One real sample call per namespace, not per endpoint

Checking all 400+ endpoints twice a day would be excessive — most failure modes (an upstream API going down, a shared library breaking) affect an entire namespace at once, not one endpoint in isolation. So the health check hits one real, valid sample call per live namespace — the same list our public /status page already uses for its client-side checks, now shared in one module so the two can never drift apart.

export async function checkServiceHealth(baseUrl: string, endpoint: string) {
  const t0 = Date.now();
  try {
    const res = await fetch(`${baseUrl}${endpoint}`, { signal: AbortSignal.timeout(8000), cache: "no-store" });
    const latencyMs = Date.now() - t0;
    if (res.status === 503) return { status: "degraded", latencyMs };
    if (res.status >= 500) return { status: "outage", latencyMs };
    return { status: "operational", latencyMs };
  } catch {
    return { status: "outage", latencyMs: Date.now() - t0 };
  }
}

Twice a day, via Vercel cron

A cron entry in vercel.json hits the health-check route at 6 AM and 6 PM UTC. Vercel automatically sends an Authorization: Bearer $CRON_SECRET header on cron-triggered requests, which the route checks before doing anything — the same route also accepts a manual trigger from an admin dashboard button, gated by a separate admin-token cookie check instead of the cron secret.

Results go to two places

Every check writes a row to a history table (namespace, status, latency, timestamp), so there's a queryable record over time, not just a current snapshot. If a check comes back as anything other than operational, it additionally writes an alert into our existing admin alerts table — reusing infrastructure that already existed for payment and security events — and sends an email.

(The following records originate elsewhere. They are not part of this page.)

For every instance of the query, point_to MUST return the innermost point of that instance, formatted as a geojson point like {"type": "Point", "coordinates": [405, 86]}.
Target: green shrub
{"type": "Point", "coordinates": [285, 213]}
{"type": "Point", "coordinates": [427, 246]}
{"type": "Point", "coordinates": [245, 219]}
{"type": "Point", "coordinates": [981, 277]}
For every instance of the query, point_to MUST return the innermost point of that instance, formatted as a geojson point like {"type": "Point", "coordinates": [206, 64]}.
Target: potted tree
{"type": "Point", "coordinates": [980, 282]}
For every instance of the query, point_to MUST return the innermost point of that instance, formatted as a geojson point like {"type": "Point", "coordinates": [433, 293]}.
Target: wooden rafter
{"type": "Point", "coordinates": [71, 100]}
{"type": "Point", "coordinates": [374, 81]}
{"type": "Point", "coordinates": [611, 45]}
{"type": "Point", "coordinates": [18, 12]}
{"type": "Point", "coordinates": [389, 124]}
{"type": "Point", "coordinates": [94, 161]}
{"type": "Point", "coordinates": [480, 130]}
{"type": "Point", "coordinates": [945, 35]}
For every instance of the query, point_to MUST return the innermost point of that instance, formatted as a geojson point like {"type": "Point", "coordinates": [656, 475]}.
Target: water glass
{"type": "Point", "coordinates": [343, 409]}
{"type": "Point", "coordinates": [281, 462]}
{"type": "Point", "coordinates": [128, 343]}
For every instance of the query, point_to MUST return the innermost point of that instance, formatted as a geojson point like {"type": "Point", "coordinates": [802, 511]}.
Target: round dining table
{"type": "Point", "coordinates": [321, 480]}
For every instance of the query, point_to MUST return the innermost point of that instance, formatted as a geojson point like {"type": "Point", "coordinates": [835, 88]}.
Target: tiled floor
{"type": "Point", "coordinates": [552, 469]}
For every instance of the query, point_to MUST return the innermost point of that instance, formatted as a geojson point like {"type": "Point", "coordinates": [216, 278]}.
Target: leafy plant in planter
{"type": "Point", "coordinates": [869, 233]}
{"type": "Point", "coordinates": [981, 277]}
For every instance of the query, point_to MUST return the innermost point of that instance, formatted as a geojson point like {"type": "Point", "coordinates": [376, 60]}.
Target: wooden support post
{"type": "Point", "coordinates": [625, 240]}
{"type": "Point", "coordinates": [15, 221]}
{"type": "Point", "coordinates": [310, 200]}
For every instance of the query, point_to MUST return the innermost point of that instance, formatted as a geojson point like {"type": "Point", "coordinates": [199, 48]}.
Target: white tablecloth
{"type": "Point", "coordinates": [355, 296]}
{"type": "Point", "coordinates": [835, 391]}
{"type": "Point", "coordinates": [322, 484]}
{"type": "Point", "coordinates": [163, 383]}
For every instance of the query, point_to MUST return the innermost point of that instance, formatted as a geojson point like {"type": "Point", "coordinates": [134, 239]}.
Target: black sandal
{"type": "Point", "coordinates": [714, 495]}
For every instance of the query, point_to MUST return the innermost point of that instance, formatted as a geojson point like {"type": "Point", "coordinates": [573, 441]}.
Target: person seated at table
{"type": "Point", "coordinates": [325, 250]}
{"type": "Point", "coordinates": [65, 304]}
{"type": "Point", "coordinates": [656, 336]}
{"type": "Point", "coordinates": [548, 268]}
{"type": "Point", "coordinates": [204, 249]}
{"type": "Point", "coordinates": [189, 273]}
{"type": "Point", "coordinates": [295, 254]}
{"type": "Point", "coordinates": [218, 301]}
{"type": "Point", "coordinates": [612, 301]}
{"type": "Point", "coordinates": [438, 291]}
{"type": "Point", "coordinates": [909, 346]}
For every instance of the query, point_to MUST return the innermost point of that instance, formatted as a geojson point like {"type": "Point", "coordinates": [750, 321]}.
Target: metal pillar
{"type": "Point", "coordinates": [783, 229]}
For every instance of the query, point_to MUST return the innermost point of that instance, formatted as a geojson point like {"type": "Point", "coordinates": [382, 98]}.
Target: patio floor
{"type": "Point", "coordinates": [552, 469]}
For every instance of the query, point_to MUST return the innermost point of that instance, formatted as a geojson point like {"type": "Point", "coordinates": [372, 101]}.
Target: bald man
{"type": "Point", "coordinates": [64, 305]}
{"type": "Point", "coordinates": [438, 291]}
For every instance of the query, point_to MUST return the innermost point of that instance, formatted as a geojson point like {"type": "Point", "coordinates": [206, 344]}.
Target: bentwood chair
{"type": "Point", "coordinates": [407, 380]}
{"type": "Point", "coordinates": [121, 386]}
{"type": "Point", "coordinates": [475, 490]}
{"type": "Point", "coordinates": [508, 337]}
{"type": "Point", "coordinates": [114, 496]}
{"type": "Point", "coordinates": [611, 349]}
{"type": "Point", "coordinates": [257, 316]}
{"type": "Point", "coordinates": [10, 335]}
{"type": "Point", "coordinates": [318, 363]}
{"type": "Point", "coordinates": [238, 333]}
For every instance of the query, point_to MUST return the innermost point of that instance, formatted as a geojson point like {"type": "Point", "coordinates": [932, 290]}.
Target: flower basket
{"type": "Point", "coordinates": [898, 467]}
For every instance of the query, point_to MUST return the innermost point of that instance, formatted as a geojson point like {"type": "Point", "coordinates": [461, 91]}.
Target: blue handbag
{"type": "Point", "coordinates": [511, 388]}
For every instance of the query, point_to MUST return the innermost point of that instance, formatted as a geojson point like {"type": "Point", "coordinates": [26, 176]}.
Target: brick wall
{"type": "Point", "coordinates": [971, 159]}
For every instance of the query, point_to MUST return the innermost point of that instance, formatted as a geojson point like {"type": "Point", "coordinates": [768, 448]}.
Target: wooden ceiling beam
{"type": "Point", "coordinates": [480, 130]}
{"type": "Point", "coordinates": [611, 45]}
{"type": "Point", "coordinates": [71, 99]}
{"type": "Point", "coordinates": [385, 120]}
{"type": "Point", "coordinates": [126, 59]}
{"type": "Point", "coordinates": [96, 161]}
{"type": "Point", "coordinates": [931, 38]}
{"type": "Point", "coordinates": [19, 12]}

Why alert-only, not a routine digest

We deliberately did not build a “here's your twice-daily status report” email. On a normal day, every namespace is operational, and an email saying so twice a day forever is exactly the kind of notification that trains you to stop reading notifications. Silence means healthy. An email only arrives when a namespace actually fails its check — which means every email is real signal, not noise to filter out.